Ductilité
La ductilité désigne la capacité d'un matériau à se déformer
plastiquement. Ductile est synonyme de
« malléable », c'est le contraire de « dur ».
La déformation plastique est une déformation
irréversible, qui permet entre autres la mise en forme de pièces métalliques
(laminage, tréfilage, pliage, estampage) ; c'est aussi un mode de déformation qui absorbe beaucoup d'énergie (par exemple déformation d'un mousqueton d'alpinisme lors d'une chute). Pour une déformation à mémoire de forme il y a le
fil en Nitinol (alliage de nickel-titane-cuivre).
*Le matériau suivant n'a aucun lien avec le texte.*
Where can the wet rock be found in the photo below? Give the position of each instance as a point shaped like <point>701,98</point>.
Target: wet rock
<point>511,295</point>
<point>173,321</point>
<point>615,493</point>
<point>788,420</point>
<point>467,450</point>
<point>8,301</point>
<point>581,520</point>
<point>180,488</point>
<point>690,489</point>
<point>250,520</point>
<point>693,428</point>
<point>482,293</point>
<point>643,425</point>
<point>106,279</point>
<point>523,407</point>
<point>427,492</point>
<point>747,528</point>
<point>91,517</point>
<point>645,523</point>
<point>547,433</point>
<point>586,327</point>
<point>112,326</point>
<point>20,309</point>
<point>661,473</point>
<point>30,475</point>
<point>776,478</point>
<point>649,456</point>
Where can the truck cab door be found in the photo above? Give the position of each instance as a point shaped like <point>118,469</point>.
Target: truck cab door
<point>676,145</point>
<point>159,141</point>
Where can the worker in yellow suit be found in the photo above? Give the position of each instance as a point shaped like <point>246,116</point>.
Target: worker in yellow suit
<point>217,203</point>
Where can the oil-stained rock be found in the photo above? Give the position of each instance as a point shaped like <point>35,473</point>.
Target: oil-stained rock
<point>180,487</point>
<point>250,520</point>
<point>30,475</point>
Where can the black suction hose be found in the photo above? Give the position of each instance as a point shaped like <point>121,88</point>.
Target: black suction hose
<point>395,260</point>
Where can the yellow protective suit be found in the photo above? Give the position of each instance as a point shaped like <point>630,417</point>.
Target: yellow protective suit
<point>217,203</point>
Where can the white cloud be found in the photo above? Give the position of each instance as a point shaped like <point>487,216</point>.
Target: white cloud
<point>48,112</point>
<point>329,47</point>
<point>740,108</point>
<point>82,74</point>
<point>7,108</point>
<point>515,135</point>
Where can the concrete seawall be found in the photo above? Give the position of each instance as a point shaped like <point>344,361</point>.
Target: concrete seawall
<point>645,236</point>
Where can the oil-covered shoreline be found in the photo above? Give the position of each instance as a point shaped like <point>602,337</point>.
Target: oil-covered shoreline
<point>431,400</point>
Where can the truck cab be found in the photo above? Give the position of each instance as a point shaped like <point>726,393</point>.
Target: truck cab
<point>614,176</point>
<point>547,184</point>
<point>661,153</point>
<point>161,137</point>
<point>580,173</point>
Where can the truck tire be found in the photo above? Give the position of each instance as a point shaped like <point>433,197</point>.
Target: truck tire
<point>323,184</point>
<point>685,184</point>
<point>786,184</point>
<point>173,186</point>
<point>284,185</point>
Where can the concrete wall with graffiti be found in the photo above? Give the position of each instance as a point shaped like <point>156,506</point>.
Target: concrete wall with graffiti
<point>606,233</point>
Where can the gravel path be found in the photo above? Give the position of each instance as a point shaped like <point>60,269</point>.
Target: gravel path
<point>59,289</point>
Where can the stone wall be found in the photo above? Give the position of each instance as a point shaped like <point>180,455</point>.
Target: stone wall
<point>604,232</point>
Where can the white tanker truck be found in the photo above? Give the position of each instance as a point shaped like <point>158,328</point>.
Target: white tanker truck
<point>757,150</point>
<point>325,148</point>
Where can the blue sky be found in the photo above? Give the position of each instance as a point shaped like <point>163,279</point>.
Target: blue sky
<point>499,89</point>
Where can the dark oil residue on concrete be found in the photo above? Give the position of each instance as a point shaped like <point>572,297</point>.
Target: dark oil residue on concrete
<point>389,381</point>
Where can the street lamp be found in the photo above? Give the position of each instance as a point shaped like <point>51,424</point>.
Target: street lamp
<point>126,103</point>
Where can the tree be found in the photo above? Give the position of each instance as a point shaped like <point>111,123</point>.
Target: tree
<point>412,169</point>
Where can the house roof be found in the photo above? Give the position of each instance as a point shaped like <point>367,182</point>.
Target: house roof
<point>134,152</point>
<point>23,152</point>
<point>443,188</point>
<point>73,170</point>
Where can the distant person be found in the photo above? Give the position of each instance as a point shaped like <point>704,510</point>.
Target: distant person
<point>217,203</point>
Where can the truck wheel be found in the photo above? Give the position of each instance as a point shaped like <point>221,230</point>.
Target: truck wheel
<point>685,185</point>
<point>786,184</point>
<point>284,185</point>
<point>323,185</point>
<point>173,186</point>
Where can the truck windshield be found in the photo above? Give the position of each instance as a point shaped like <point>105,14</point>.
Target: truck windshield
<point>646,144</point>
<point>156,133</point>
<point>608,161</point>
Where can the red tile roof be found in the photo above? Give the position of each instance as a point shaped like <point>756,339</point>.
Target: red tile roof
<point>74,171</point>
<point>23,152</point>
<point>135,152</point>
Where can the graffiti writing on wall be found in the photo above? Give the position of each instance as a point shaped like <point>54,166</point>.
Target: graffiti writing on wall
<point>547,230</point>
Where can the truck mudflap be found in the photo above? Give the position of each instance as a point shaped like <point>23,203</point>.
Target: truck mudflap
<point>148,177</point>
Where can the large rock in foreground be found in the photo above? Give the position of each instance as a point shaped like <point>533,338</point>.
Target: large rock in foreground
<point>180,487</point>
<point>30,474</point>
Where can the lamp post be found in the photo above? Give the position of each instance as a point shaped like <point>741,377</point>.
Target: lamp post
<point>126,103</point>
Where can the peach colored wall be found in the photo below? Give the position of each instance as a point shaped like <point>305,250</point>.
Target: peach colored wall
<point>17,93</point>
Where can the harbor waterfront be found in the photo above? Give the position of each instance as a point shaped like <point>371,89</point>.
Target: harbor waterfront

En sciences des matériaux, la ductilité se
mesure de plusieurs manières :
- par l'allongement à la rupture : on prend une pièce (appelée éprouvette) cylindrique et l'étire jusqu'à ce qu'elle casse
(essai de traction) ; l'allongement à la rupture est l'allongement plastique (en %) de la pièce avant qu'elle ne casse
- par la limite élastique: dans un essai de traction, c'est la contrainte (en MPa) à partir de laquelle on passe d'un mode de
déformation élastique (réversible, cf. un ressort) à un mode plastique;
- par les essais de dureté (par exemple Vickers, Brinell ou Rockwell): on prend une pointe normalisée (une
pyramide ou une bille) et on l'appuie avec une force donnée pendant un temps donné; on mesure la taille de la trace laissée.
L'unité utilisée est le « degré de dureté » (unité arbitraire), dans le cas de l'essai Vickers, c'est le « degré
Vickers Hv ».
Un matériau ductile a un allongement à la rupture important, une limite élastique faible et une dureté
faible; par exemple, le plomb, l'or.
Un matériau dur a un allongement à la rupture faible (voir nulle), une limite élastique importante et une
dureté importante; par exemple, le diamant, le quartz, les céramiques.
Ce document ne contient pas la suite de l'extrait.